Alright so it wasn't a cocktail party -- it was a bourbon tasting. This is what we had. And I am aware that Rye is not Bourbon.

Here, I’ll focus on the tartlets.  These are easy and quick to make.  If you follow me on Facebook, you’ll already know how to make the shells (so visit me on Facebook).  But since that includes only 13 of you, I will go over it here.  This idea I adapted from Martha, but she used mini cupcake pans and cut the wrappers into small circles.  I don’t bother with cutting and I use a standard cupcake / muffin pan.

Such a quick step. These can last on the counter in an airtight container for about 2 weeks or in the freezer for 2 months or so.

Here’s what you need:

  • one package wonton wrappers (square or round), mine had 4 dozen in it
  • vegetable oil

1.  Preheat oven to 350 degrees F.  Brush both sides of the wrapper with oil and stuff it into the cups of a muffin tin.

2.  Bake for between 8 – 10 minutes until golden.  If you use a darker pan, it will darken faster.  Allow to cool on a rack before filling.

Artichoke and Leek Tartlets.

For the artichoke and leek tartlets:

This is a quick and easy version of an artichoke and leek lasagna that I make.  Here’s what you need:

  • 4 leeks
  • 1 jar marinated artichoke hearts; chopped, drained, and rinsed
  • salt & pepper, to taste
  • 2 – 3 T. olive oil

1.  Cut leeks in half lengthwise and then cut into 1/4 in slices.  Soak those in water to make sure that you clean out any sediment and then spin it dry.

2.  Heat the olive oil in the pan and add the dried leeks.  Stir to coat; add salt and pepper.

3.  Cover and cook for five minutes on medium heat.  Uncover and raise the heat to medium high and sauté for about 10 minutes or until tender.  Add the artichokes off the heat and allow mixture to cool.
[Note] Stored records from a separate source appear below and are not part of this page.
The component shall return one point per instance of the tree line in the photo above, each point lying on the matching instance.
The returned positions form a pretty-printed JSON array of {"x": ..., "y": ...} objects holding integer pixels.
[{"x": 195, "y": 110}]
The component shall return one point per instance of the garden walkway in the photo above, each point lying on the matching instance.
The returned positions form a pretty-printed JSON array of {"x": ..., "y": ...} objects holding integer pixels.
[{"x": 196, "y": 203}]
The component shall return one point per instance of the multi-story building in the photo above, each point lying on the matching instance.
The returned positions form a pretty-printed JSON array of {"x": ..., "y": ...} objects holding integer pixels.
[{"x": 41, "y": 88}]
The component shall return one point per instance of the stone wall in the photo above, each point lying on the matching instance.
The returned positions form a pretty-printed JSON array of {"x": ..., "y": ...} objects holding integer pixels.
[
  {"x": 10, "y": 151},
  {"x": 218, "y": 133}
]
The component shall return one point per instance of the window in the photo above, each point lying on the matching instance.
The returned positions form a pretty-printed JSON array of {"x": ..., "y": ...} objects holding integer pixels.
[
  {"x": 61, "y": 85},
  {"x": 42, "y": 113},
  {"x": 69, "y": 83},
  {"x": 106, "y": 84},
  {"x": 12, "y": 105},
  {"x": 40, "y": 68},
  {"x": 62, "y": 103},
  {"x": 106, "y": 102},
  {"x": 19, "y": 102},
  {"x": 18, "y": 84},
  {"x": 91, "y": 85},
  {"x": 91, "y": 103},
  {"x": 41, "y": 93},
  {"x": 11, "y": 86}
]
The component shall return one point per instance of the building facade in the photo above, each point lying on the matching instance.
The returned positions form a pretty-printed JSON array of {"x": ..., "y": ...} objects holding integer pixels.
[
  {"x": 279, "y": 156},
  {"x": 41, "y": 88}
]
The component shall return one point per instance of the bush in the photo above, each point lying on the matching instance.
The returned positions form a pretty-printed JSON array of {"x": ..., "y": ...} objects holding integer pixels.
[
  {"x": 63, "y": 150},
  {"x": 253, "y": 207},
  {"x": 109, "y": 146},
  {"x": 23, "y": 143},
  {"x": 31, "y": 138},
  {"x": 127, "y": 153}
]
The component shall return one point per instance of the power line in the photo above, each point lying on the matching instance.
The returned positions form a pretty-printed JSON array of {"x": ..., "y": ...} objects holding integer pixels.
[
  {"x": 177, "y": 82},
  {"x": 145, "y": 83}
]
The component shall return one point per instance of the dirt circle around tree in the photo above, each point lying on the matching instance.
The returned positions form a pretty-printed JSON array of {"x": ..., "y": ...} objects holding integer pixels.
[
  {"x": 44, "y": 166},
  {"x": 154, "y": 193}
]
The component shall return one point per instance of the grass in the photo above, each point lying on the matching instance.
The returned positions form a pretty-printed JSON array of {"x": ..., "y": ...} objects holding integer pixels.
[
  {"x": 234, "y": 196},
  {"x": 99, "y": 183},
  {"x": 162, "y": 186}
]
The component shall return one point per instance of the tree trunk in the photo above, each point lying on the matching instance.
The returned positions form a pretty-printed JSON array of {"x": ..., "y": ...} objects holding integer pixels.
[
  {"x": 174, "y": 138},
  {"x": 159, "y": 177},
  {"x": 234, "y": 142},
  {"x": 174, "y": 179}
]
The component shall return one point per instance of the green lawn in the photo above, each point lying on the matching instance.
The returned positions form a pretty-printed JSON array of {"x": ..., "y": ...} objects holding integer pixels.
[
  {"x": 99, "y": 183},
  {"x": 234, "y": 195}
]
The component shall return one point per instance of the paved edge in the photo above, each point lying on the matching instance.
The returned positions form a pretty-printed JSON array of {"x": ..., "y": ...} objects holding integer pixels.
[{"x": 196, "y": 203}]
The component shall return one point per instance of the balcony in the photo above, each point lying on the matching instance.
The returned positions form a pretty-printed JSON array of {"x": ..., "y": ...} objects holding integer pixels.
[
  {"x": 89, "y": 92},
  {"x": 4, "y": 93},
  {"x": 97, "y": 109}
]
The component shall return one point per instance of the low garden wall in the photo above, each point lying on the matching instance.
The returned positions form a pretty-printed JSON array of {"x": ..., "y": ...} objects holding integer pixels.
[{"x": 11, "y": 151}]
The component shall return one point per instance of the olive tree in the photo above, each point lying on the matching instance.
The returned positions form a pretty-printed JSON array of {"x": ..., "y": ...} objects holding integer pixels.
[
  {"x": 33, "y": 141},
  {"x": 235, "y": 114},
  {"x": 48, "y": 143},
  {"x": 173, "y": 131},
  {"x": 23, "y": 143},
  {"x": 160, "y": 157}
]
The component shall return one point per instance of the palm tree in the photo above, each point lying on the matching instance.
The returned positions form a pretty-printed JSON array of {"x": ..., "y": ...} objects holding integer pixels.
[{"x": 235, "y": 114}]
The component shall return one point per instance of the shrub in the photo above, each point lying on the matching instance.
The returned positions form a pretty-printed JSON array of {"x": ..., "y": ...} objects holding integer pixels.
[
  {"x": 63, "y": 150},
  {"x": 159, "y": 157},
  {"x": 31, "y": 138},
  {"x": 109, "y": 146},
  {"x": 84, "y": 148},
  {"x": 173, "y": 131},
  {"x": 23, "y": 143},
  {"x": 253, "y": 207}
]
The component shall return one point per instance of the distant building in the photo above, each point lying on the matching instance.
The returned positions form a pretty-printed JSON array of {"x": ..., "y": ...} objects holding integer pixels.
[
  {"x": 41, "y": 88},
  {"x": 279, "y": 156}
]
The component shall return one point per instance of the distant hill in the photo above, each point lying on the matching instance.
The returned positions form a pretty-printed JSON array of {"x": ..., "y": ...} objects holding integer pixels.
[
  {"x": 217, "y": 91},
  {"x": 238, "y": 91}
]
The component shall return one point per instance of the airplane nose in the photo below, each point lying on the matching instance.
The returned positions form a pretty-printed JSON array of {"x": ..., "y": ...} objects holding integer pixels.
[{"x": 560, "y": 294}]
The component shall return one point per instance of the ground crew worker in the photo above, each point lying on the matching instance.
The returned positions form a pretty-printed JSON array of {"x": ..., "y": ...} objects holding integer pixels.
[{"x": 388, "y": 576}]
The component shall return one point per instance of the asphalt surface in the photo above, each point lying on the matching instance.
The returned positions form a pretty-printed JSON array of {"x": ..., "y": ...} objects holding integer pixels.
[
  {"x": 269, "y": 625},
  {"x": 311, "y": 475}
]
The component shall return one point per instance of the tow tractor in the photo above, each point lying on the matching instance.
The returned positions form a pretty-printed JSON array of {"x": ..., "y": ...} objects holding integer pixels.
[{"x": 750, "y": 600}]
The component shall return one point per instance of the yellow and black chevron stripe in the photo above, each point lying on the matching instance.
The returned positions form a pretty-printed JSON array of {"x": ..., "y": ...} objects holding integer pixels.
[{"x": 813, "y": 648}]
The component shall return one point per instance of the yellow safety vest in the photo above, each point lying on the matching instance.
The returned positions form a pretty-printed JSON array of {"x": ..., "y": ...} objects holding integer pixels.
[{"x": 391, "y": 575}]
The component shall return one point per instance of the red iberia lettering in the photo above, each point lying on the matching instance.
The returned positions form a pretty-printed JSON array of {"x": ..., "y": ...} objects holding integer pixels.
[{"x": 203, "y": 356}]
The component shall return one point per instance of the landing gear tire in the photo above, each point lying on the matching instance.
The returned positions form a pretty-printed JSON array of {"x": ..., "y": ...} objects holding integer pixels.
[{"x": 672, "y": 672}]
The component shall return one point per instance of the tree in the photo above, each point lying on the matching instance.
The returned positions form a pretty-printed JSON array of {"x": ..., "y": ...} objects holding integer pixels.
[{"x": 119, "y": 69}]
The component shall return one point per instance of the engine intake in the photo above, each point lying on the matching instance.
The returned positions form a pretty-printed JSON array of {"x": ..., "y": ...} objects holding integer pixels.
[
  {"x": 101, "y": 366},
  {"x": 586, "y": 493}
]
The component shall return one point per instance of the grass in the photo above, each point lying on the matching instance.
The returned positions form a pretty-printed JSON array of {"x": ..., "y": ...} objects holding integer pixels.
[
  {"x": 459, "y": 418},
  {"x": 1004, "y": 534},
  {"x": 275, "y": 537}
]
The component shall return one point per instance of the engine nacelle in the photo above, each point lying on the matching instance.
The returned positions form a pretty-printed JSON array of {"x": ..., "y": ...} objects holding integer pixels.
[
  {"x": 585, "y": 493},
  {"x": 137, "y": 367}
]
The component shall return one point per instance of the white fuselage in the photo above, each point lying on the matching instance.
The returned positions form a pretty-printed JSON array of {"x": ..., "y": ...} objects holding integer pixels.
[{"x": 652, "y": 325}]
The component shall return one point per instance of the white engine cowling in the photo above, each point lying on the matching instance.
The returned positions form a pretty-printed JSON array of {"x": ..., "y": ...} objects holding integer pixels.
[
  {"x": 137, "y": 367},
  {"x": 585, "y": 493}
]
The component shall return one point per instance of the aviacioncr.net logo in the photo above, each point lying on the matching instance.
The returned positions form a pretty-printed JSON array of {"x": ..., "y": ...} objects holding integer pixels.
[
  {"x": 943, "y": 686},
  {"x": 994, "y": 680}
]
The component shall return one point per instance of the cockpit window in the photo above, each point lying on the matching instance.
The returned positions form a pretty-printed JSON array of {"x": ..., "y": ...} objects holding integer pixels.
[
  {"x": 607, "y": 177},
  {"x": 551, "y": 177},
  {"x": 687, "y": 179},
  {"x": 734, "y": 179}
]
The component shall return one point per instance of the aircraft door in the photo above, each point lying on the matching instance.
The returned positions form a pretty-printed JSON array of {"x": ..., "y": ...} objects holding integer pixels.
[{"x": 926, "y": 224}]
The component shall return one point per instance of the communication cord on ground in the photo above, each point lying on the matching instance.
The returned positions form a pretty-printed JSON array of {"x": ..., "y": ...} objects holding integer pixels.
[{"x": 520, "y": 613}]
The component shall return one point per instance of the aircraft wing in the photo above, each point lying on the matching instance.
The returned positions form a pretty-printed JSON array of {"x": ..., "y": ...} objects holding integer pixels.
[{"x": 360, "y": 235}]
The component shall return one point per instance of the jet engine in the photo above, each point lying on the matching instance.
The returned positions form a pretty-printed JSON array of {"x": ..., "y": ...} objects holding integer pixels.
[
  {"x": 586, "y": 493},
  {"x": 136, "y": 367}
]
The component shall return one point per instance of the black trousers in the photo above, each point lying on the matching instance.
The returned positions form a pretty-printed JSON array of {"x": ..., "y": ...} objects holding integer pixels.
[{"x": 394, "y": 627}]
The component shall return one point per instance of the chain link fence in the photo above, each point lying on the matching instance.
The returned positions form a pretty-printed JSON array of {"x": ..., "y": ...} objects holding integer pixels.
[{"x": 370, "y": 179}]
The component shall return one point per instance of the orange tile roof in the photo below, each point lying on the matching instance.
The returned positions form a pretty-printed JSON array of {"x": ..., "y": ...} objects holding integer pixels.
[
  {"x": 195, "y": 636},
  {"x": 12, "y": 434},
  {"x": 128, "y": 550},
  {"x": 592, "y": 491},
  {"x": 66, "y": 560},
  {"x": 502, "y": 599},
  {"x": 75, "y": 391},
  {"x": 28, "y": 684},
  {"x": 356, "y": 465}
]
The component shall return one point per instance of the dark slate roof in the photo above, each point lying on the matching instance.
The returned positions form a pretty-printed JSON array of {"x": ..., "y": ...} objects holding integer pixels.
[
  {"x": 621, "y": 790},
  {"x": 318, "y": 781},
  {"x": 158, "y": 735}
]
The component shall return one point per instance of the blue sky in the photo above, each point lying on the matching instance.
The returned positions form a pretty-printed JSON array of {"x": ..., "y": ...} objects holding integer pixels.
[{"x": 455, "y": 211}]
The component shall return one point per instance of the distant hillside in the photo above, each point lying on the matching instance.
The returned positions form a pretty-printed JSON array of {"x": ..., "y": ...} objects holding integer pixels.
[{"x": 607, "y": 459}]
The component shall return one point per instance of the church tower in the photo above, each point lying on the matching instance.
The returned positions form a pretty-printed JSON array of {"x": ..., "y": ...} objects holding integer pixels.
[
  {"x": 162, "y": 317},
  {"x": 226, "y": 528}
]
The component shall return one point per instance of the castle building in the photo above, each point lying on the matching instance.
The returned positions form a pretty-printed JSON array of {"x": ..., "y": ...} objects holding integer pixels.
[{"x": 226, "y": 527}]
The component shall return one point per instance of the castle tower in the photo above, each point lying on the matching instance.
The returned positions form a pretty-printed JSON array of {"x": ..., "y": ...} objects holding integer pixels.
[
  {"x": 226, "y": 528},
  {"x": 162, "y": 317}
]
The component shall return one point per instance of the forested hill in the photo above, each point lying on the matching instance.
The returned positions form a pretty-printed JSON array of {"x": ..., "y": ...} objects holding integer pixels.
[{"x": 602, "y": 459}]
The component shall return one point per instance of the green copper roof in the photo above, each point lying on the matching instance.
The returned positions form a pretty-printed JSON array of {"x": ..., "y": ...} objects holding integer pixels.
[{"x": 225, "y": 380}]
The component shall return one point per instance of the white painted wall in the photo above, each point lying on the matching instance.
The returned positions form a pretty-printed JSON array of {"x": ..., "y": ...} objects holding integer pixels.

4.  Spoon into prepared wonton cups.

Smoked Salmon Tartlets. I probably could've sliced to pickle thinner but they still tasted good.

For the smoked salmon tartlets:

No real recipe here.  I just made a batch of my smoked fish spread #1, but omitted the capers.  Instead I put slivers of pickle on top.  It would have been better if I used cornichons, but I don’t normally have those in my fridge.  Besides, those are just small pickles anyway.

The tartlets went quick. Good thing I had lots of extra shells.